If the number of samples is equal to one, the files being annotated in this step are the sample small variant VCF and SV VCF.
If the number of samples is greater than one, the files being annotated in this step are the phased, joint-called small variant VCF and the cohort SV VCF.

filtered_small_variant_vcf	Small variant calls that are filtered based on population frequency and annotated with cohort information, population frequency, gene, functional impact, etc., using slivar and `bcftools csq`
compound_het_small_variant_vcf	Compound heterozygotes annotated with cohort information, population frequency, gene, functional impact, etc., using slivar and `bcftools csq`
filtered_small_variant_tsv	Filtered VCFs are reformatted as a human-readable TSV by `slivar tsv`
compound_het_small_variant_tsv	Filtered VCFs are reformatted as a human-readable TSV by `slivar tsv`
filtered_svpack_vcf	Structural variant calls that are filtered based on population frequency and annotated with cohort information, population frequency, gene, functional impact, etc., using svpack
filtered_svpack_tsv	Filtered VCFs are reformatted as a human-readable TSV by `slivar tsv`

References

Reference datasets are hosted publicly for use in the pipeline.

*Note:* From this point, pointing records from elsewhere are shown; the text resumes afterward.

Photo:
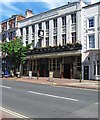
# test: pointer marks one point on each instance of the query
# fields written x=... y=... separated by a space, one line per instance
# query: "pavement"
x=88 y=84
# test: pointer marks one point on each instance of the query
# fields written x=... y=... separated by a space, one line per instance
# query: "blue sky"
x=12 y=7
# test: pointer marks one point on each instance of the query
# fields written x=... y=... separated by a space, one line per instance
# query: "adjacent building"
x=91 y=41
x=8 y=31
x=56 y=41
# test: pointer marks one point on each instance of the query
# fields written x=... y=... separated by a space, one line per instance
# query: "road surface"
x=44 y=101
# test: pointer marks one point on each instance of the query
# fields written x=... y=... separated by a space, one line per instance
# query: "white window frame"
x=91 y=18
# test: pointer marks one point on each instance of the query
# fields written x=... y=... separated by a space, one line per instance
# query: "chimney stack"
x=29 y=13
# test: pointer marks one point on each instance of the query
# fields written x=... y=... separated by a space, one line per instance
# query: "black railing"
x=68 y=47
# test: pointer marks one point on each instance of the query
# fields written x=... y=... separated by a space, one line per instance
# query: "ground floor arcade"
x=63 y=65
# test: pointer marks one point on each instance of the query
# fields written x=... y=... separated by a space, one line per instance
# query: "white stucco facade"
x=91 y=42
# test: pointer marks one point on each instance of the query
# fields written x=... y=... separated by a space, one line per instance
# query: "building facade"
x=55 y=37
x=8 y=31
x=91 y=41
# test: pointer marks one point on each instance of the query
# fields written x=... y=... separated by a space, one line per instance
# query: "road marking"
x=5 y=86
x=12 y=113
x=53 y=96
x=78 y=88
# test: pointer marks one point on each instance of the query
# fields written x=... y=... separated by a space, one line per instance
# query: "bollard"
x=30 y=74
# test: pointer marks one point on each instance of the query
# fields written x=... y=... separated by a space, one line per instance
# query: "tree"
x=16 y=52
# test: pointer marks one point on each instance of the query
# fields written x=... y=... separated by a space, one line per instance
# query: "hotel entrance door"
x=67 y=71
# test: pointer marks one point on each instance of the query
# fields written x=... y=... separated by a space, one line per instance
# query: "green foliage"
x=15 y=51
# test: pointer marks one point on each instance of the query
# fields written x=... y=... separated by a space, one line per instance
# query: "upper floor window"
x=21 y=31
x=40 y=26
x=64 y=21
x=91 y=41
x=26 y=30
x=73 y=17
x=73 y=37
x=91 y=22
x=47 y=25
x=55 y=22
x=33 y=28
x=64 y=39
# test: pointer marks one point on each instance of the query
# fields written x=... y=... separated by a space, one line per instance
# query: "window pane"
x=91 y=22
x=98 y=68
x=91 y=41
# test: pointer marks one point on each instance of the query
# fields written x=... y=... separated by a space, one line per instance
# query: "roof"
x=58 y=8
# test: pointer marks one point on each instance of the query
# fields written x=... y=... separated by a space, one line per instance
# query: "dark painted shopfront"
x=64 y=62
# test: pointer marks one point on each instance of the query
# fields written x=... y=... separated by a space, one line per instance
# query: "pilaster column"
x=59 y=31
x=43 y=40
x=30 y=34
x=36 y=35
x=68 y=29
x=24 y=36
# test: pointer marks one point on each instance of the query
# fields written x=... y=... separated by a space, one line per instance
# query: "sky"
x=13 y=7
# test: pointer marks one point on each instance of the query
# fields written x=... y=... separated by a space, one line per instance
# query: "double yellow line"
x=14 y=113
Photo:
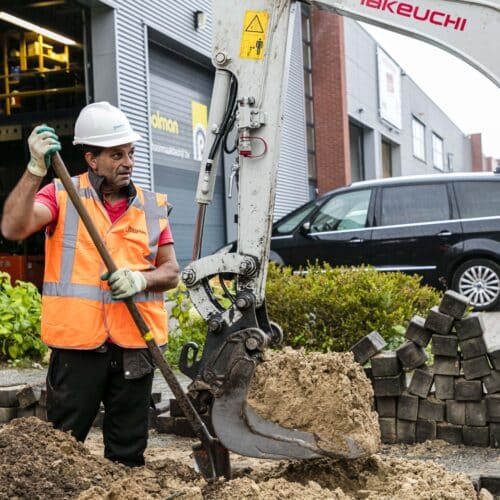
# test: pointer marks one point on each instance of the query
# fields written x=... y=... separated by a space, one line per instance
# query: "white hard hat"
x=104 y=125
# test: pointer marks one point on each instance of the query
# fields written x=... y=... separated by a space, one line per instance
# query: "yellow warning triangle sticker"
x=255 y=26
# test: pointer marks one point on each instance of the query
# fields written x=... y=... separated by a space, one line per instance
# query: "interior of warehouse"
x=42 y=80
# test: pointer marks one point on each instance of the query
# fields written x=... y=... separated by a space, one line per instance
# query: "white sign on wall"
x=389 y=89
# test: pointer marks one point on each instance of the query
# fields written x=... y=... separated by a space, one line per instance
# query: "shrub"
x=19 y=321
x=332 y=308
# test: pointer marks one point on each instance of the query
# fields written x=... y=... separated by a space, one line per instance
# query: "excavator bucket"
x=238 y=427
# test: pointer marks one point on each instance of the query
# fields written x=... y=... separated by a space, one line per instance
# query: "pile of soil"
x=326 y=394
x=38 y=462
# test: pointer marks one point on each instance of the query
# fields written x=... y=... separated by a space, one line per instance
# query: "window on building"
x=418 y=131
x=308 y=91
x=437 y=152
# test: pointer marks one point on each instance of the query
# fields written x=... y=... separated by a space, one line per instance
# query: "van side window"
x=343 y=211
x=413 y=204
x=478 y=199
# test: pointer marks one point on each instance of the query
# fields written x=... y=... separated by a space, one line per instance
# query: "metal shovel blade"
x=243 y=431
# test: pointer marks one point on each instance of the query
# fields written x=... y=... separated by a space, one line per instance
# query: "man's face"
x=114 y=164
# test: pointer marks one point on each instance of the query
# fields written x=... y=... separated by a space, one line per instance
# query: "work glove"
x=43 y=143
x=125 y=283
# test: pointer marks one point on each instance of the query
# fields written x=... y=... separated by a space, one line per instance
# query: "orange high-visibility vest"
x=78 y=311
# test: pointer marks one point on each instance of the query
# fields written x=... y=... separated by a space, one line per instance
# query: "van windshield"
x=290 y=222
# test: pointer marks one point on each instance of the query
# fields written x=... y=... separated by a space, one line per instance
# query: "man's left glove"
x=125 y=283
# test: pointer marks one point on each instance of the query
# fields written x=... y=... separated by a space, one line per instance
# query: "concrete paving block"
x=475 y=413
x=425 y=430
x=439 y=322
x=472 y=348
x=444 y=345
x=492 y=382
x=411 y=355
x=475 y=368
x=495 y=435
x=491 y=483
x=450 y=433
x=386 y=407
x=453 y=304
x=494 y=357
x=468 y=390
x=493 y=408
x=7 y=414
x=385 y=364
x=389 y=386
x=431 y=409
x=367 y=347
x=388 y=432
x=416 y=331
x=407 y=407
x=469 y=327
x=28 y=396
x=455 y=412
x=444 y=386
x=421 y=382
x=406 y=431
x=8 y=395
x=444 y=365
x=476 y=436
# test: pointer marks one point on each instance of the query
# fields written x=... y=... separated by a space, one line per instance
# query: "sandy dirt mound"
x=328 y=394
x=38 y=462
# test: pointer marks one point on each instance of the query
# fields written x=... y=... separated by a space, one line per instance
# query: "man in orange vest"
x=98 y=354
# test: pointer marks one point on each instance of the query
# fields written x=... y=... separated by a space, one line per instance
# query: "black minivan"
x=445 y=227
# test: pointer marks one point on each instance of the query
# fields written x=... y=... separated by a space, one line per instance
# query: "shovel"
x=211 y=458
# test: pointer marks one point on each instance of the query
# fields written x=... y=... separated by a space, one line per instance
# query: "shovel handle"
x=184 y=402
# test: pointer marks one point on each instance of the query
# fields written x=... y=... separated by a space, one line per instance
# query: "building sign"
x=199 y=116
x=389 y=89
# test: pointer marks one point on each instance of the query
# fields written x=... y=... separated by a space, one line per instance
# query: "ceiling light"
x=37 y=29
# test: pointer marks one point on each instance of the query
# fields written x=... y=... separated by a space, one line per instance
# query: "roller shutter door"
x=180 y=93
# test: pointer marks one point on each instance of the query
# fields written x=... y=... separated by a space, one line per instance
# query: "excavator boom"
x=251 y=40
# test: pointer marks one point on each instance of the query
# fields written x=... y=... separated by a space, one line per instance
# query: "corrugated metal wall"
x=293 y=188
x=175 y=20
x=171 y=18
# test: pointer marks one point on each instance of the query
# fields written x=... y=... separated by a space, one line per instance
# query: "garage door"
x=180 y=93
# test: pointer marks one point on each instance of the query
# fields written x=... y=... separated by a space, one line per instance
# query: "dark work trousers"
x=78 y=381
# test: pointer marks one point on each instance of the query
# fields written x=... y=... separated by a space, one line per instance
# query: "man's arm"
x=21 y=215
x=166 y=274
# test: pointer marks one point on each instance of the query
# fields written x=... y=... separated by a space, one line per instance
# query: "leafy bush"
x=19 y=321
x=186 y=325
x=332 y=308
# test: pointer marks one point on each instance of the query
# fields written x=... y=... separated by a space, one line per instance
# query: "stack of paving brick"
x=457 y=399
x=22 y=400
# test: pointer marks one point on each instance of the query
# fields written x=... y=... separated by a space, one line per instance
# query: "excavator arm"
x=250 y=50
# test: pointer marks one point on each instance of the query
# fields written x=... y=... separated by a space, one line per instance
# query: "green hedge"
x=19 y=321
x=329 y=308
x=323 y=308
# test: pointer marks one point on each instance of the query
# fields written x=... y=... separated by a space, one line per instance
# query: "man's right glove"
x=125 y=283
x=43 y=143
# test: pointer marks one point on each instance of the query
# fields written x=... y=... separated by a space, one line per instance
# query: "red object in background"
x=24 y=268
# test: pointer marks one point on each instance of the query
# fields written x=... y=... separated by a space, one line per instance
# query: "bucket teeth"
x=243 y=431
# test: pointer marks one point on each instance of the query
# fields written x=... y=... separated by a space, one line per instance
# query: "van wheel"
x=479 y=281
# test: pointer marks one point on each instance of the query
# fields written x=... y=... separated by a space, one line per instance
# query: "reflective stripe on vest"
x=78 y=310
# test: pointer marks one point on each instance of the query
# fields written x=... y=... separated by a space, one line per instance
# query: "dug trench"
x=326 y=393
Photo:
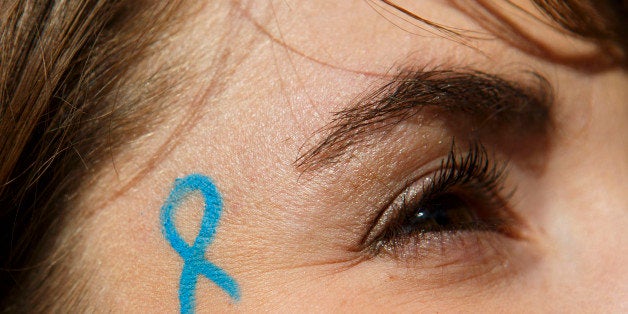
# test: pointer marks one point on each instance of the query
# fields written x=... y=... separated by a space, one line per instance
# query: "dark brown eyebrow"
x=487 y=104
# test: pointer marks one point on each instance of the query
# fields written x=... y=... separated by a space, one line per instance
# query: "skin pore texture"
x=264 y=79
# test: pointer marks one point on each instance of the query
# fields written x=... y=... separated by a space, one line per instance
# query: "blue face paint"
x=194 y=262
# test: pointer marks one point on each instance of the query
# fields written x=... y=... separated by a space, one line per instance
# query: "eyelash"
x=470 y=180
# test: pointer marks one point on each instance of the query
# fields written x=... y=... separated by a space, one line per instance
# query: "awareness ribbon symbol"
x=194 y=262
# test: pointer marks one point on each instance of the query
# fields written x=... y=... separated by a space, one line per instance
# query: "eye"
x=455 y=210
x=447 y=211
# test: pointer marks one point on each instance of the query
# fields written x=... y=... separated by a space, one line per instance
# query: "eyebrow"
x=489 y=104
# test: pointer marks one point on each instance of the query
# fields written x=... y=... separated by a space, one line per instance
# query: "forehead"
x=374 y=36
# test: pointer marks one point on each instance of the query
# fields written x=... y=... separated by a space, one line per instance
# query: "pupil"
x=444 y=212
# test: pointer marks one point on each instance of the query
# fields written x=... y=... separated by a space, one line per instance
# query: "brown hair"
x=65 y=94
x=63 y=98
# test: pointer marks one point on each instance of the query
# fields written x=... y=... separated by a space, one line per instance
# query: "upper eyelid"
x=451 y=167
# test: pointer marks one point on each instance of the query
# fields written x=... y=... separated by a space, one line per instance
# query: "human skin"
x=288 y=234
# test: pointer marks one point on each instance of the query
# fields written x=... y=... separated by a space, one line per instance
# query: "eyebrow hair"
x=493 y=105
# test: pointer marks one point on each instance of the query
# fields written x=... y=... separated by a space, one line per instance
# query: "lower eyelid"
x=454 y=256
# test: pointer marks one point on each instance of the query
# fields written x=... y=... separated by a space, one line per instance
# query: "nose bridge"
x=582 y=226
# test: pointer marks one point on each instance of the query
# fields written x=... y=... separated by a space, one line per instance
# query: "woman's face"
x=463 y=186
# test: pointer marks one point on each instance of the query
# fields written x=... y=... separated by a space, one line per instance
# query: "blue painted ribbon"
x=194 y=262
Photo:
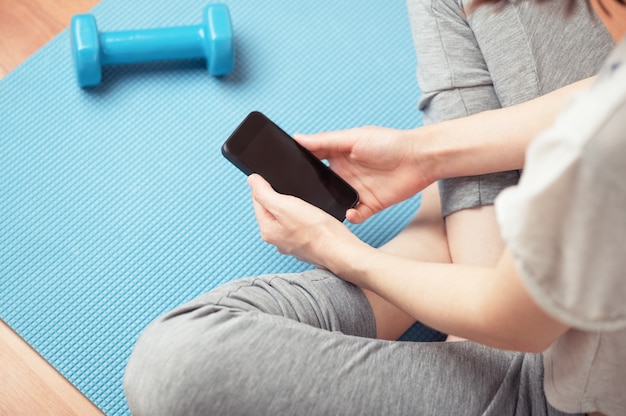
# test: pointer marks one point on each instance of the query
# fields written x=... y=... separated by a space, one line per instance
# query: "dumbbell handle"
x=131 y=46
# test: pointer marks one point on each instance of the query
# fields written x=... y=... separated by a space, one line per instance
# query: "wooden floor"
x=28 y=384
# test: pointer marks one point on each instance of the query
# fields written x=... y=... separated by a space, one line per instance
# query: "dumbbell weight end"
x=211 y=40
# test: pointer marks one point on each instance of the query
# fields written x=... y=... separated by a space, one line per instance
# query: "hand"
x=296 y=227
x=378 y=162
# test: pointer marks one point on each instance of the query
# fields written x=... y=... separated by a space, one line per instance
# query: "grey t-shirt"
x=565 y=224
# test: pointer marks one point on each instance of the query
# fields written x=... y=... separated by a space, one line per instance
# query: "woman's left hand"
x=296 y=227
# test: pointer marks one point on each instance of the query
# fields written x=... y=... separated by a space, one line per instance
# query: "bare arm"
x=491 y=141
x=488 y=305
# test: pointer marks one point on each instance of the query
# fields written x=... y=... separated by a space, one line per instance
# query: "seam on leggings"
x=250 y=284
x=451 y=75
x=528 y=48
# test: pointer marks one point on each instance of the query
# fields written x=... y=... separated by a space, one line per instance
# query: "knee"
x=173 y=359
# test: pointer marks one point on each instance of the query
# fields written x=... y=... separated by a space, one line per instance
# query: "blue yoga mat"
x=116 y=203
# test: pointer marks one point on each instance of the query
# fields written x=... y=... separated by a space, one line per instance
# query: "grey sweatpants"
x=303 y=344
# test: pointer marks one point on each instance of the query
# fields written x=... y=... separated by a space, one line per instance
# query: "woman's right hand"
x=380 y=163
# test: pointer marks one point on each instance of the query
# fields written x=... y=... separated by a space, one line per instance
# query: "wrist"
x=433 y=151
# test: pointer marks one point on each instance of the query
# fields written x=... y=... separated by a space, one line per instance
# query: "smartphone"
x=259 y=146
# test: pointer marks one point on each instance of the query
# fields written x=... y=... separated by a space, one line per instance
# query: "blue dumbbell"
x=211 y=40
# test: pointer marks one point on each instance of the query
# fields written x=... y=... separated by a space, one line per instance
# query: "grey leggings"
x=303 y=344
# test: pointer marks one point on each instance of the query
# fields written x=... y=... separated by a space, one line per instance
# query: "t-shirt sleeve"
x=565 y=222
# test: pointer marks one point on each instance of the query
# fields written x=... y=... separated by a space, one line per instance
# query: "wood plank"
x=29 y=385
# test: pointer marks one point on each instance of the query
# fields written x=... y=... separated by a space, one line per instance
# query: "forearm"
x=485 y=305
x=491 y=141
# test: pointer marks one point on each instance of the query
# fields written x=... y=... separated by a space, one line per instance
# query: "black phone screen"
x=260 y=146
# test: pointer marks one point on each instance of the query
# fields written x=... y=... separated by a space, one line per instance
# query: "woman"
x=304 y=344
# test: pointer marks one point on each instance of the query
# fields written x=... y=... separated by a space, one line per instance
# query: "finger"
x=359 y=214
x=262 y=191
x=327 y=144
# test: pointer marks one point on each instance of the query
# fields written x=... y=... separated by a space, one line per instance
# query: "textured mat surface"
x=115 y=202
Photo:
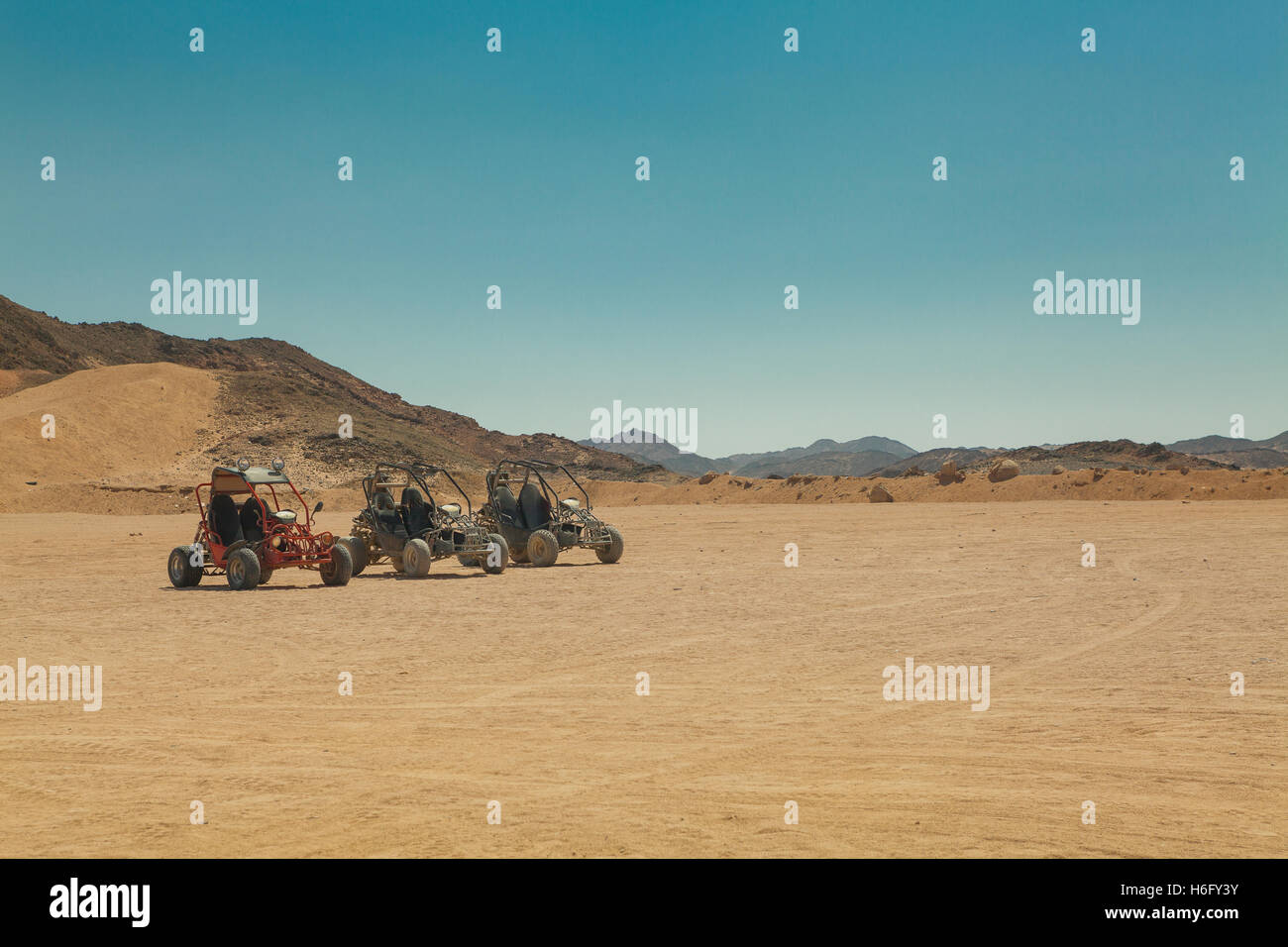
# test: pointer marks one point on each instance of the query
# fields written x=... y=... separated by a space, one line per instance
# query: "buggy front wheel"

For data locations, see the backend-specific documentation and template inputs files for each backend with paths to publicly hosted reference files filled out.

Containers

Docker images definitions used by this workflow can be found in the wdl-dockerfiles repository. Images are hosted in PacBio’s quay.io. Docker images used in the workflow are pegged to specific versions by referring to their digests rather than tags.